Incorporating Participants' Welfare into Sequential Multiple Assignment Randomized Trials
Xinru Wang, Nina Deliu, Yusuke Narita, Bibhas Chakraborty

TL;DR
This paper introduces SMART-EXAM, a new SMART design that incorporates participant preferences and predicted effects to enhance welfare and optimize treatment regimes in clinical trials.
Contribution
The paper proposes SMART-EXAM, a novel SMART design that improves participant welfare by integrating preferences and predictions into the randomization process.
Findings
SMART-EXAM improves participant welfare compared to conventional SMART.
SMART-EXAM maintains the ability to identify optimal dynamic treatment regimes.

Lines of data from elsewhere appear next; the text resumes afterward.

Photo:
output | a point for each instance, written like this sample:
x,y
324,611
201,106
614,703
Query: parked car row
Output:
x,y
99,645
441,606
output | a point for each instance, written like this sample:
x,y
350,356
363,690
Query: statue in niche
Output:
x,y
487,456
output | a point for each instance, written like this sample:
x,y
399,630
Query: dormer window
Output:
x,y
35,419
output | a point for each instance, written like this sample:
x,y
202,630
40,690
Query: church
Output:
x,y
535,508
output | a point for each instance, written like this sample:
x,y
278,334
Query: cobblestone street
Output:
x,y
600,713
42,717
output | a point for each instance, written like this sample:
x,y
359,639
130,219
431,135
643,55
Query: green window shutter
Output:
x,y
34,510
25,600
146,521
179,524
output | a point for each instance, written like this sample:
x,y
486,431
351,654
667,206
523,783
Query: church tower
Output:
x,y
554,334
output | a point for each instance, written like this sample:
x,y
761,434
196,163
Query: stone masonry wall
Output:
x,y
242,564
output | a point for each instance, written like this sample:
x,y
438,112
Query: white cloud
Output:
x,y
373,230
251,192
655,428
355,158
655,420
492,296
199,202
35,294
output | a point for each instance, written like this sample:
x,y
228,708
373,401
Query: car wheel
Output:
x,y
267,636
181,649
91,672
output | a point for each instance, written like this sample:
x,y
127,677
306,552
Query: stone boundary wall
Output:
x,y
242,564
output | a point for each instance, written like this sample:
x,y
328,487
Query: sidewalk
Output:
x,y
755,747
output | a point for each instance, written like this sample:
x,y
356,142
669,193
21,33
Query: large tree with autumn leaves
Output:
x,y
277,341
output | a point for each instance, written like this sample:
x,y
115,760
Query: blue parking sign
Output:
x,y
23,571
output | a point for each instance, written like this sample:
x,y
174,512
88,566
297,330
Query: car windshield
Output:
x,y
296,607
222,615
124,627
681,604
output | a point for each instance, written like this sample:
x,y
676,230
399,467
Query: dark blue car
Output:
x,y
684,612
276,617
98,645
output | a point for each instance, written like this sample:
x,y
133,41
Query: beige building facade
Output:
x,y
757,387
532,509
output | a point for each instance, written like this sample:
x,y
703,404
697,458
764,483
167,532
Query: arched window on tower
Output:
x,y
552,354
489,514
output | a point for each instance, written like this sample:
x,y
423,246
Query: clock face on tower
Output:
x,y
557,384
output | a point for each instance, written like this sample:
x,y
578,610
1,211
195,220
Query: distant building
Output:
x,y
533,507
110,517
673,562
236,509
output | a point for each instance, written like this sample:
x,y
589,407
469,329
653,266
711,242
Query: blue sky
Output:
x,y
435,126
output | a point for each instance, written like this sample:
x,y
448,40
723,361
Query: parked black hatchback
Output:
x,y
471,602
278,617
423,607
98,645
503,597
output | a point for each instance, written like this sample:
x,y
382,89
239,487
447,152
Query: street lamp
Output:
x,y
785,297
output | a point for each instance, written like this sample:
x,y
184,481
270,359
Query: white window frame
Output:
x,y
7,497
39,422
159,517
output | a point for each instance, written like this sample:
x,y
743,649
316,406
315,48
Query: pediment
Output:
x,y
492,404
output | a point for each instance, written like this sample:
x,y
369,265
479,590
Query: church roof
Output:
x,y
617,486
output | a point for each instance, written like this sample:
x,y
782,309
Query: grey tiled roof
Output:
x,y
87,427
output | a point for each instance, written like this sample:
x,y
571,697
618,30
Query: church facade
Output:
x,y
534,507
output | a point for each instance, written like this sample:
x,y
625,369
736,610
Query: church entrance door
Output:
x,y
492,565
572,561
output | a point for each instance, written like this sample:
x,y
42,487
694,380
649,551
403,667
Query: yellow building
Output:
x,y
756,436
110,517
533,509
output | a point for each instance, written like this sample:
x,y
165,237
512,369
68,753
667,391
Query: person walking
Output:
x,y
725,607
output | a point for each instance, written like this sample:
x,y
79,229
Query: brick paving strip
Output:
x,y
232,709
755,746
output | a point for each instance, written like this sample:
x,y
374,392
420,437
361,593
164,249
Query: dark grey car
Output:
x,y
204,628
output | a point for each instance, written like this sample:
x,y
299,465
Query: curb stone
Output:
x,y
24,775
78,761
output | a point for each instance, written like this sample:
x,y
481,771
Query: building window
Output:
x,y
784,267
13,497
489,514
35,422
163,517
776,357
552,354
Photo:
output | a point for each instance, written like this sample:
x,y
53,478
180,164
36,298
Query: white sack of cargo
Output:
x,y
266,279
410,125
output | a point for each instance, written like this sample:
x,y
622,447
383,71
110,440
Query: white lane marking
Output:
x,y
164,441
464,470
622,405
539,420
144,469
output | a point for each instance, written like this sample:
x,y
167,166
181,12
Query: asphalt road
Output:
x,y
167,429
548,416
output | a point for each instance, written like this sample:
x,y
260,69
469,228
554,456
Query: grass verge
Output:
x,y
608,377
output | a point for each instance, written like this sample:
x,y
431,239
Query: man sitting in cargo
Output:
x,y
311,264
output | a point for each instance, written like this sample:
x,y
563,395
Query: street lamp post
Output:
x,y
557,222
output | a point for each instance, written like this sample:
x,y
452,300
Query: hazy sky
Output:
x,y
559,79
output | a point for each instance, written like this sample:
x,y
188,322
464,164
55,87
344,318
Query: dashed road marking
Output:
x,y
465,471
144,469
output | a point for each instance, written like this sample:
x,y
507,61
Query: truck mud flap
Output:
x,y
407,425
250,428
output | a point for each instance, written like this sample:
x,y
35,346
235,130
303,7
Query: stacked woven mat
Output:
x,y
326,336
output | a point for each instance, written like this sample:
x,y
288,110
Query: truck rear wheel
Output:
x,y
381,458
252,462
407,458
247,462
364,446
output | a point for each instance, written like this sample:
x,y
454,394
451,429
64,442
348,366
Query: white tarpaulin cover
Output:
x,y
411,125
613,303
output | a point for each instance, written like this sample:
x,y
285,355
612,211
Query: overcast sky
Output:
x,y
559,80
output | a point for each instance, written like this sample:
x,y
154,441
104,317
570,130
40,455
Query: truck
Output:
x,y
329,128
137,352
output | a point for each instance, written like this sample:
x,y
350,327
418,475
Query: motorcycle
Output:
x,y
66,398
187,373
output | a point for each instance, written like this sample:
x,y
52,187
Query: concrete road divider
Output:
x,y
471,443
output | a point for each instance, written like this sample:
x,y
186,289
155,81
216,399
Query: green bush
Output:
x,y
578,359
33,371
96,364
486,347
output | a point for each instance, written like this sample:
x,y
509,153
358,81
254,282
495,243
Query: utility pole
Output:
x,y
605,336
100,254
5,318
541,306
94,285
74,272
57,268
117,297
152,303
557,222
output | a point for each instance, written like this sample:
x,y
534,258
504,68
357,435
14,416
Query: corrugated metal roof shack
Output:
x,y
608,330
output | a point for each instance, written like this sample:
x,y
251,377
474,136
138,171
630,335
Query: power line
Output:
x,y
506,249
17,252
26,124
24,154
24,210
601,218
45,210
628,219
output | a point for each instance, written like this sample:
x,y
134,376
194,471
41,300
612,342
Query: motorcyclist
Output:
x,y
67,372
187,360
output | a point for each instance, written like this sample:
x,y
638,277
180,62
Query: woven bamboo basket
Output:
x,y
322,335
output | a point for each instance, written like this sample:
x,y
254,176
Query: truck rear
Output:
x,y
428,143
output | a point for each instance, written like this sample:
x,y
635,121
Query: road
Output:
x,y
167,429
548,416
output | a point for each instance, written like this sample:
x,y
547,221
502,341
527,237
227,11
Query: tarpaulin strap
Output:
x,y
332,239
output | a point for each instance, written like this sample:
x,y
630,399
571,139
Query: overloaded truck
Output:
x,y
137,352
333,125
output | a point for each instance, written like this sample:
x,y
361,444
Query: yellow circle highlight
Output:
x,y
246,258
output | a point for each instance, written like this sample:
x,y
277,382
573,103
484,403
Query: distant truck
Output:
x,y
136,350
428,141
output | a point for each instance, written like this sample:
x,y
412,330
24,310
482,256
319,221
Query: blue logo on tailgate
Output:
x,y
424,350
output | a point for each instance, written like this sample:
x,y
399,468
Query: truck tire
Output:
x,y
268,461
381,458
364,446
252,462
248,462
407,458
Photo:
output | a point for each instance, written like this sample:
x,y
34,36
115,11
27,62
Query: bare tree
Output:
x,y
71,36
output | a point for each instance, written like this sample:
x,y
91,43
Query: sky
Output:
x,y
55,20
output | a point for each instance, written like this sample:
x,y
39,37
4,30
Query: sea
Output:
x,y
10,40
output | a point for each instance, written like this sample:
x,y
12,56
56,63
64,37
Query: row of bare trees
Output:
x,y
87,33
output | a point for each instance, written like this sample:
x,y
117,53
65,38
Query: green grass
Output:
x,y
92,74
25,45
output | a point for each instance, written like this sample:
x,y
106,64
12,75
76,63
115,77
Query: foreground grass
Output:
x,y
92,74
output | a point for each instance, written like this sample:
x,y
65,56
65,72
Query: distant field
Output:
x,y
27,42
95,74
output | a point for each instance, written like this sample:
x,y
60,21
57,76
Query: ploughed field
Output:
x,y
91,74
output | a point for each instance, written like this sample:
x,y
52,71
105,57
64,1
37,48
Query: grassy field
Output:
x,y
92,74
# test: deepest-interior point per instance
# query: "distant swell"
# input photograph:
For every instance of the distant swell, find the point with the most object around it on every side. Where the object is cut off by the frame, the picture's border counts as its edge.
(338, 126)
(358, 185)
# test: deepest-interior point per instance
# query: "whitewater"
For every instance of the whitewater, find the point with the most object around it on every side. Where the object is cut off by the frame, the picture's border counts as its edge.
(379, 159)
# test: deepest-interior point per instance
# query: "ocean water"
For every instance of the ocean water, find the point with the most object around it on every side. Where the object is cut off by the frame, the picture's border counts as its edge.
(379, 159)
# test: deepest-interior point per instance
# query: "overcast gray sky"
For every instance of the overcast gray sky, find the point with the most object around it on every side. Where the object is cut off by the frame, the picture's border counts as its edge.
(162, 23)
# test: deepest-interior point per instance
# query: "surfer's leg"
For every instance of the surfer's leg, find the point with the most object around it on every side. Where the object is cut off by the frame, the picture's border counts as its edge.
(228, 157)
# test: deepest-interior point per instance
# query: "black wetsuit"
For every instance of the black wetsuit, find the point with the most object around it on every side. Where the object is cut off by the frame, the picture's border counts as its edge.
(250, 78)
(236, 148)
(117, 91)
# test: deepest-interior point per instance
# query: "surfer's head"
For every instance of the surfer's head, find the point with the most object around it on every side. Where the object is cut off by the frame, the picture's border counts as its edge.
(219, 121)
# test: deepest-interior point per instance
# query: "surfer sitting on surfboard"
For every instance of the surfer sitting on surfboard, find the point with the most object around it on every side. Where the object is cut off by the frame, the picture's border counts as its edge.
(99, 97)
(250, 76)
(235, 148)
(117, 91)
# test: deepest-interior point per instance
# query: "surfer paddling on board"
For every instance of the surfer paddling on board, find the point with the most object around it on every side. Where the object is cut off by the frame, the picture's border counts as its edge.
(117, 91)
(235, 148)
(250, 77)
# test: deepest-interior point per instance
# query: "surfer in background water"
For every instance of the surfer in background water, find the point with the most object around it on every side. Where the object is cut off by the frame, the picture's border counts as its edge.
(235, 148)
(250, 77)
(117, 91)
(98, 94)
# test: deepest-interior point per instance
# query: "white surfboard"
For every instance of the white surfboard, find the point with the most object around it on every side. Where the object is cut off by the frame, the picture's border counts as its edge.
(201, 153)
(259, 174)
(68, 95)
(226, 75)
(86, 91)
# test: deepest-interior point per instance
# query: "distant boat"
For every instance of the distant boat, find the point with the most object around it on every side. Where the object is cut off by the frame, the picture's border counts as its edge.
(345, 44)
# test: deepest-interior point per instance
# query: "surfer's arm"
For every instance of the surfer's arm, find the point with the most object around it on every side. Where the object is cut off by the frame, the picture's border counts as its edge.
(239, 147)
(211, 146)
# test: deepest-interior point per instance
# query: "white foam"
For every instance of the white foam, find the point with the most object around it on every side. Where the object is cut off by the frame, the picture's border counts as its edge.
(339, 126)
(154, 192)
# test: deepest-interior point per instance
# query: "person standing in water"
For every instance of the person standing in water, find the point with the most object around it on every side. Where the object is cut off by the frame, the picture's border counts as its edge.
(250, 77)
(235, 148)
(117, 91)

Application to ADHD data demonstrates practical utility.
Abstract
Dynamic treatment regimes (DTRs) are sequences of decision rules that recommend treatments based on patients' time-varying clinical conditions. The sequential multiple assignment randomized trial (SMART) is an experimental design that can provide high-quality evidence for constructing optimal DTRs. In a conventional SMART, participants are randomized to available treatments at multiple stages with balanced randomization probabilities. Despite its relative simplicity of implementation and desirable performance in comparing embedded DTRs, the conventional SMART faces inevitable ethical issues including assigning many participants to the empirically inferior treatment or the treatment they dislike, which might slow down the recruitment procedure and lead to higher attrition rates, ultimately leading to poor internal and external validities of the trial results. In this context, we propose…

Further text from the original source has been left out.